Mobile application management (MAM) takes a more granular approach to device management, focusing on specific applications and their data and how they access the network. Because it's a less invasive approach to controlling corporate data than mobile device management, MAM can be a useful tool for organizations and users alike. MAM also reduces the complexity of implementing application-level policies. Check out this list of iOS 7's MAM capabilities:
Application data protection. Apple iOS 7 automatically encrypts each App Store application's data. This data protection is tied to the passcode of the device. All users need to do to activate this extra layer of protection is enable a passcode on their iOS devices.
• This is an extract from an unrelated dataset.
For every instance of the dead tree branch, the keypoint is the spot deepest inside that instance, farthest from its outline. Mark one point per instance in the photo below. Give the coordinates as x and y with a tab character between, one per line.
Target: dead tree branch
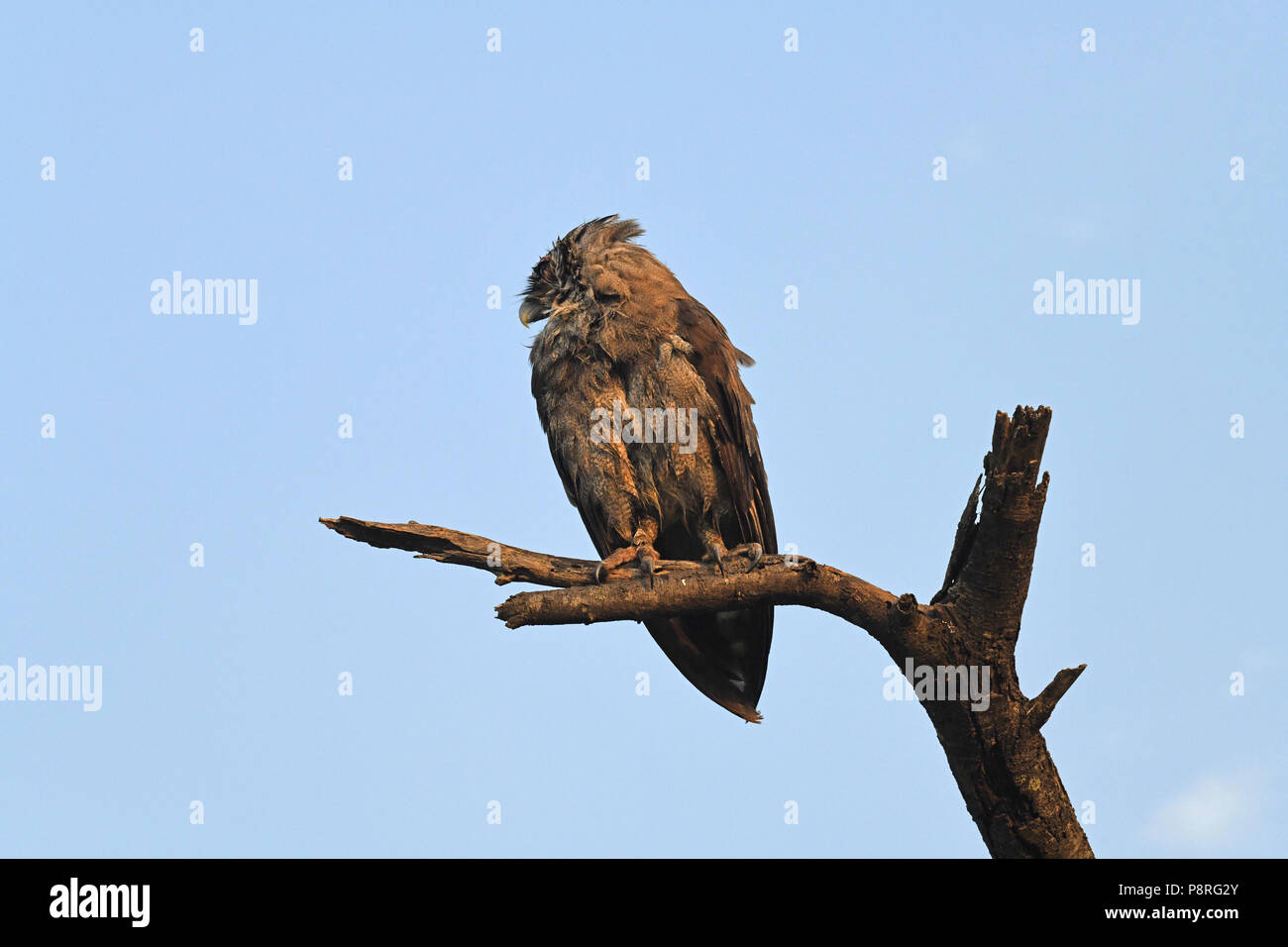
997	753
Managed "open in." This is a feature that allows IT to modify an iOS 7 device's profile to restrict which applications that data can be opened in. This prevents an untrusted or unauthorized application from gaining access to and potentially leaking private data.
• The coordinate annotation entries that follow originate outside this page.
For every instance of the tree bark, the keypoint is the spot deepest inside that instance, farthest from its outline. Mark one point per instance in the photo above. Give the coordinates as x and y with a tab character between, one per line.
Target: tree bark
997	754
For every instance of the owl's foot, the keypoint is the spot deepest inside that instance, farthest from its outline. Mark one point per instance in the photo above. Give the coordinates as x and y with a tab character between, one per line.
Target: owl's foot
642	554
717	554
It's important to distinguish between managed applications from the App Store and the unmanaged system applications that are built into iOS, such as the native mail and photo apps. IT cannot restrict users from going into their native photo application to send an image as an email attachment. But in a managed application, admins can restrict applications such as Dropbox from opening a file in any other application, such as Quickoffice.
Per app VPN. IOS 7 allows each application to have its own virtual private network (VPN) connection, which keeps the app isolated from other potentially untrustworthy applications on the same device. Per app VPN is very effective in combination with the new app-level data protection. Additionally, per app VPN can be on-demand, so the app connects to the VPN whenever the user opens the app. Encrypting the application's network traffic to and from the organization's private data stores mitigates the risk of Wi-Fi eavesdropping.
ICloud keychain. Starting with iOS 7.0.3, Apple added a hosted encrypted store of user IDs, passwords, Wi-Fi keys and credit cards. These are replicated to Apple's iCloud service and can be replicated to other iOS devices as well as Macs running OS X 10.9 (also called Mavericks). This feature is optional, and users can enable it with the setup assistant when they download the OS update. They can also turn it on from iOS Settings->iCloud >Keychain On. Apple has enabled the Safari Web browser to use the iCloud keychain, and third-party app developers can also use it.
Enterprise single sign-on. Between applications, iOS 7 now allows for a configurable shared keychain. If several internal business apps use a common authentication mechanism instead of having each app require a separate login, they could trust a single sign-on.
These utilities can readily edit the configuration profiles of iOS devices and deploy them. Other MAM features such as Enterprise SSO require app development to use.
Although iOS 7 offers more MAM capabilities for admins, companies with larger deployments may want to invest in a third-party MAM tool. Many MAM vendors have either shipped iOS 7-capable tools or are soon adding iOS 7 compatibility to their products.